Clown – eine Figur mit viel Tradition
Clown zu sein, das ist kein schauspielerischer Akt, es ist das hüpfende, springende, tanzende, hinfallende, aufstehende Spiel einer sich wandelnden Figur zwischen Welten und Strukturen. Das Wort clown taucht in der zweiten Hälfte des 16. Jahrhunderts in der englischen Sprache auf, mit verwandten Begriffen in friesischen Dialekten[1]. Wie clod, klünd oder klünj bezeichnet es einen Klumpen, Klotz oder Lehmbatzen und wird bald für eine Person niedrigen Standes vom Land gebräuchlich – in Abgrenzung zur in dieser Zeit stark anwachsenden Zahl der städtischen Bevölkerung. Erste Hinweise ergeben Beziehungen zu Brauchtumsfiguren in saisonalen Spielen und Festen. Auffällige Buckel und Bäuche, Masken und Verkleidungen zeichnen sie aus und bald wird ihr Spiel als „mumming, tumbling und clowning“[2] bezeichnet.
Immer ist ihr Spiel körperlich, sie tanzen, springen und fallen.

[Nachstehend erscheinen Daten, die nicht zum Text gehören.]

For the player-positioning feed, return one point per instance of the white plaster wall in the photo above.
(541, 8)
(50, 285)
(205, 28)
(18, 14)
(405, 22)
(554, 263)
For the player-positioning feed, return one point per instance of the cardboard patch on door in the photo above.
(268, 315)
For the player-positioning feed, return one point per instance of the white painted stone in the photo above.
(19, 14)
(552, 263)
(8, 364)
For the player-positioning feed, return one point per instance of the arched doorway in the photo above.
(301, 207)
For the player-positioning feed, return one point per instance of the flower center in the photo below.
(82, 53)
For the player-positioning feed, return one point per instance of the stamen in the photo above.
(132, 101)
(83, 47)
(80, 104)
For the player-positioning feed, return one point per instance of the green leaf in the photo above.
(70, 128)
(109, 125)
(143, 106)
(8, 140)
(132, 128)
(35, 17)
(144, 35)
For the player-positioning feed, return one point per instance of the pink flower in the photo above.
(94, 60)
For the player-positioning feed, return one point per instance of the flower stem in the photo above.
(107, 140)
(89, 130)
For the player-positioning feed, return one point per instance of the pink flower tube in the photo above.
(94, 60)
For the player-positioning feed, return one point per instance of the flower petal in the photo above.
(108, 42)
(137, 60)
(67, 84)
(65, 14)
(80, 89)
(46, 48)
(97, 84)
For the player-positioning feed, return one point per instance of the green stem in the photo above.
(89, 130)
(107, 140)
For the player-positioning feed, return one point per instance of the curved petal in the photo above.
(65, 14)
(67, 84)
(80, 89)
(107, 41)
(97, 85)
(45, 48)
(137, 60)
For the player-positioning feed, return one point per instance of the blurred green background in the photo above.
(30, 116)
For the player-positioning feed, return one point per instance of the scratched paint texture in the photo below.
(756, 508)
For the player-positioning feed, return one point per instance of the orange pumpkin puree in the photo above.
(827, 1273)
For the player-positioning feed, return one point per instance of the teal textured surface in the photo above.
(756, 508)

Am Ende des Jahrhunderts unterscheidet man schon zwischen country und stage clowns. Auch wenn diese Clowns zu Berufsschauspielern wurden und wichtige Rollen in den Stücken von Shakespeare übernahmen, schöpften sie doch aus ihrer rituellen Tradition. Man kann sie an Höfen ebenso finden wie auf Marktplätzen, in Wirtshäusern, auf festen und auf temporären Bühnen. Sie heißen in Italien u.a. buffoni oder zagni/zagne[3], in Frankreich buffons, es gibt sie offensichtlich in vielen Kulturen. Immer ist ihr Spiel körperlich, sie tanzen, springen und fallen, sie spielen Flöte und Trommel, jonglieren mit Gegenständen. Sie verwandeln sich, erscheinen bald männlich bald weiblich[4], sie improvisieren und kommentieren tagesaktuell und sind mitnichten ungebildet. Auch wenn diese leibbetonten Aufführungen bald als maßlos und minderwertig diffamiert wurden, Clownerie gibt es bis heute auf Bühnen, im Zirkus, in Krankenhäusern und Pflegeheimen, bei politischen Veranstaltungen, in Kriegsgebieten und in Kirchen[5].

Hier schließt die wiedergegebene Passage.